All studies that included an assessment of posttraumatic stress symptoms reported significant differences between TF-CBT and comparison treatments at various posttreatment time points, primarily in the medium range of effect sizes (13,25,26,29). Two studies that found large effect sizes compared TF-CBT with a wait-list control group (11,28). In the one study that compared TF-CBT with another cognitive-behavioral school-based intervention, both treatments were effective in decreasing symptoms (14). In this study, symptoms were (on average) in the nonclinical range after TF-CBT and in the low-clinical range after the school-based intervention. Two studies suggested that TF-CBT differentially affects specific symptoms of posttraumatic stress (13,28).
Treatment Sessions
CBT is typically a short-term intervention (8 to 12 sessions, sometimes up to 25), focusing on one specific issue. The short-term intervention was developed to help children and adolescents who have experienced a traumatic event. Evidence-based treatment for children and adolescents impacted by trauma and their parents or caregivers. Three RCTs with adequate designs were implemented by researchers who were independent of the developers of the treatment (11,28,29). However, the remaining seven RCTs were conducted by the developers of TF-CBT (13,24–26,33) or included one of the developers in some capacity (14,31).
Strength of the evidence
Caregivers often also participate in the session with the child to enhance the safety component, so that the child can receive adult support in regaining a sense of security and well-being (1). Early versions of TF-CBT tended to place different levels of emphasis on certain components, such as exposure (16), and various ways of naming the approach evolved. Two teams, one led by Deblinger and the other by Cohen and Mannarino, each created a structured manual for their approach. These two teams then collaborated, and in 1997 they integrated their similar approaches to treatment.
Five core elements of the TF-CBT model
Only two of the seven RCTs conducted by the developers of the treatment met AHRQ’s strict guidelines for inclusion regarding risk of bias (24,25). Second, blinding procedures were not explicitly reported or were unclear or insufficient in six studies (14,24–26,28,33), and three studies had inactive control groups (11,28,31). Because these methodological concerns are common in the literature and in some cases may simply be due to omissions in reporting, we included studies that had no more than two perceived flaws. The only exception was cbt interventions for substance abuse one study that included multiple design flaws but that provided new information on treatment of very young children, a population rarely included in this research (35). TF-CBT is a short-term intervention that generally lasts anywhere from eight to 25 sessions and can take place in an outpatient mental health clinic, group home, community center, hospital, school, or in-home setting. Often, the treatment will begin where the child and non-offending caregiver have separate therapy sessions and advance to engaging in joint sessions.
The therapist spends time with the child individually, the caregiver individually, and the child and caregiver together. We described the effectiveness of the service—that is, how well the outcomes of the studies met the service goals. We compiled the findings for separate outcome measures and study populations, summarized the results, and noted differences across investigations. We considered the quality of the research design in our conclusions about the strength of the evidence and the effectiveness of the service. Based on the evidence, we also evaluated whether the practice should be considered for inclusion as a covered service in public and private health plans. TF-CBT may not be appropriate for children and adolescents who have significant conduct or other behavioral concerns that were present before the trauma may not receive significant benefit from TF-CBT and may see greater improvement with approaches in which they are first helped to overcome these difficulties.

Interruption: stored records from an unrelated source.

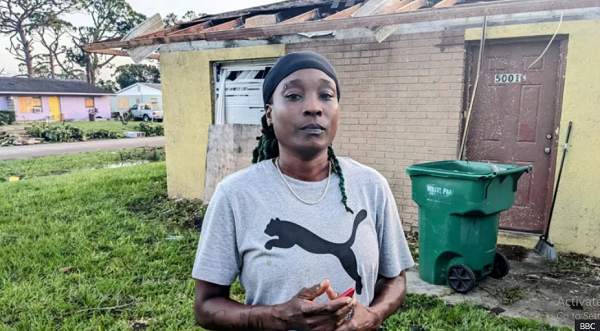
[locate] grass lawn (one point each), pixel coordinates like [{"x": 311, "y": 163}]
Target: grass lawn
[
  {"x": 111, "y": 125},
  {"x": 91, "y": 251},
  {"x": 60, "y": 164}
]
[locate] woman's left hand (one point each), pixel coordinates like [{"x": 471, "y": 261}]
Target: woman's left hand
[{"x": 362, "y": 319}]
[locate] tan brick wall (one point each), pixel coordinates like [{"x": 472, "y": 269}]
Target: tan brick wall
[{"x": 401, "y": 103}]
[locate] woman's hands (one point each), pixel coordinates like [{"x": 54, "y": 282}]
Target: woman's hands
[
  {"x": 362, "y": 318},
  {"x": 302, "y": 313}
]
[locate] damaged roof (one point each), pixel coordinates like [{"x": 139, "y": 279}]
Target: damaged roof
[
  {"x": 20, "y": 85},
  {"x": 300, "y": 16}
]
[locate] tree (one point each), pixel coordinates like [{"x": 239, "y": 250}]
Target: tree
[
  {"x": 130, "y": 74},
  {"x": 19, "y": 18},
  {"x": 172, "y": 19},
  {"x": 50, "y": 37},
  {"x": 110, "y": 19},
  {"x": 108, "y": 85}
]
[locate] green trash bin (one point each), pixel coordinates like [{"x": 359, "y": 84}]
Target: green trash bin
[{"x": 459, "y": 213}]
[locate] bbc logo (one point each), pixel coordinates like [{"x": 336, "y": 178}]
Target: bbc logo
[{"x": 587, "y": 325}]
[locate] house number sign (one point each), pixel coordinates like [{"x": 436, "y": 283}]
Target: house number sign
[{"x": 508, "y": 78}]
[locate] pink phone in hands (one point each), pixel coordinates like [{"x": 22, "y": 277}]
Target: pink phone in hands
[{"x": 349, "y": 293}]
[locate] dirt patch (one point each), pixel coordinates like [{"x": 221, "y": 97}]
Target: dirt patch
[
  {"x": 513, "y": 252},
  {"x": 577, "y": 267},
  {"x": 176, "y": 212}
]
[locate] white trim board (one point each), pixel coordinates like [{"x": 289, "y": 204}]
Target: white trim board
[{"x": 458, "y": 24}]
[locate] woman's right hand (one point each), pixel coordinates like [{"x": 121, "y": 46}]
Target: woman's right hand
[{"x": 302, "y": 313}]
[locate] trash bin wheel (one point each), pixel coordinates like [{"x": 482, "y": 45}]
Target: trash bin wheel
[
  {"x": 461, "y": 278},
  {"x": 501, "y": 266}
]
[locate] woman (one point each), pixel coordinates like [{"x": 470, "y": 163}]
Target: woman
[{"x": 280, "y": 225}]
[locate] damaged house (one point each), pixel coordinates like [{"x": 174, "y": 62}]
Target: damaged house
[{"x": 413, "y": 73}]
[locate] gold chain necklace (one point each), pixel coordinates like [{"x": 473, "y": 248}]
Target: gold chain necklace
[{"x": 294, "y": 193}]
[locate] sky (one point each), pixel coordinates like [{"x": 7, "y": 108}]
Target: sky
[{"x": 148, "y": 8}]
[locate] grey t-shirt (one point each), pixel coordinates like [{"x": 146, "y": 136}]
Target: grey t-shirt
[{"x": 255, "y": 228}]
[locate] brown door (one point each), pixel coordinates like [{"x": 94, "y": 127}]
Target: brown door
[{"x": 514, "y": 120}]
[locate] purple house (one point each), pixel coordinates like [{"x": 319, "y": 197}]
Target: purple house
[{"x": 34, "y": 99}]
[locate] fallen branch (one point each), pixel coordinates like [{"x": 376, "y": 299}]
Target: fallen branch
[{"x": 100, "y": 309}]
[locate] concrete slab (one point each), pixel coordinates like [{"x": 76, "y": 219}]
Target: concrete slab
[{"x": 414, "y": 285}]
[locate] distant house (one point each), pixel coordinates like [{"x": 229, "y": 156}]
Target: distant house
[
  {"x": 35, "y": 99},
  {"x": 137, "y": 93}
]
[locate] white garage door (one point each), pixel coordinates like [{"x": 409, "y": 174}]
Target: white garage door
[{"x": 238, "y": 91}]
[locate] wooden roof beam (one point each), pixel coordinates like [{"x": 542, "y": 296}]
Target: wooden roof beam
[
  {"x": 261, "y": 20},
  {"x": 160, "y": 33},
  {"x": 192, "y": 29},
  {"x": 121, "y": 53},
  {"x": 311, "y": 15},
  {"x": 385, "y": 31},
  {"x": 348, "y": 12},
  {"x": 395, "y": 7},
  {"x": 421, "y": 16},
  {"x": 230, "y": 25},
  {"x": 445, "y": 3}
]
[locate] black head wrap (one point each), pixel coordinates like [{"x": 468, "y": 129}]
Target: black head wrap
[{"x": 292, "y": 63}]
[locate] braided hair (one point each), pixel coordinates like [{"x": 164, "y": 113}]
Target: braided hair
[{"x": 268, "y": 148}]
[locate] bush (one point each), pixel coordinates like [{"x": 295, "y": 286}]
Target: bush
[
  {"x": 151, "y": 154},
  {"x": 104, "y": 134},
  {"x": 151, "y": 130},
  {"x": 7, "y": 116},
  {"x": 59, "y": 133}
]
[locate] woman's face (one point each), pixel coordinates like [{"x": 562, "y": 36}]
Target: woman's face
[{"x": 304, "y": 111}]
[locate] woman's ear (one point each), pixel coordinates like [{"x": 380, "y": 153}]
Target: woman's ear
[{"x": 269, "y": 111}]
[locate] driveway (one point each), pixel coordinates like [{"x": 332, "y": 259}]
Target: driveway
[{"x": 24, "y": 152}]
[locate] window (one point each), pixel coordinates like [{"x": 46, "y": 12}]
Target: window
[
  {"x": 89, "y": 103},
  {"x": 238, "y": 91},
  {"x": 30, "y": 105},
  {"x": 154, "y": 102},
  {"x": 123, "y": 103}
]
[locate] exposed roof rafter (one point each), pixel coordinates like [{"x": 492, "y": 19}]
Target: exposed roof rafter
[
  {"x": 348, "y": 12},
  {"x": 445, "y": 3},
  {"x": 225, "y": 26},
  {"x": 424, "y": 15},
  {"x": 304, "y": 17},
  {"x": 394, "y": 8},
  {"x": 192, "y": 29},
  {"x": 385, "y": 31},
  {"x": 261, "y": 20}
]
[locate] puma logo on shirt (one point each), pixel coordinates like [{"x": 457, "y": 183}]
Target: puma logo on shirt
[{"x": 290, "y": 234}]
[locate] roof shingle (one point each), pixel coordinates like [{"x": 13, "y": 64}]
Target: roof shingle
[{"x": 43, "y": 85}]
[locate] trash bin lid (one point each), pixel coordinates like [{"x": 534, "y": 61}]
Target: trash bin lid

If people cannot access TF-CBT where they are or would prefer to try something else, other types of therapy may help with trauma. TF-CBT has eight components, including psychoeducation, relaxation techniques, identifying and expressing emotions, and replacing negative thoughts with more helpful ones. The methodology used to rate the strength of the evidence is described in detail in the introduction to this series (27). Three levels of evidence (high, moderate, and low) were used to indicate the overall research quality of the collection of studies.
- The therapist incorporates individual child and parent sessions as well as joint sessions using family therapy principles.
- TF-CBT is effective at improving symptoms of post-traumatic stress disorder (PTSD) and preventing depression and behavioral challenges.
- Regarding sexual behavior problems, the two studies that included this measure found significant decreases in sexual behavior problems in the TF-CBT group over time (24,33).
- In addition, one study was conducted with children in Norway (73% Norwegian, 10% Asian) (29).
- The success of TF-CBT relies heavily on a trusting, genuine therapeutic relationship between therapist, child, and parent.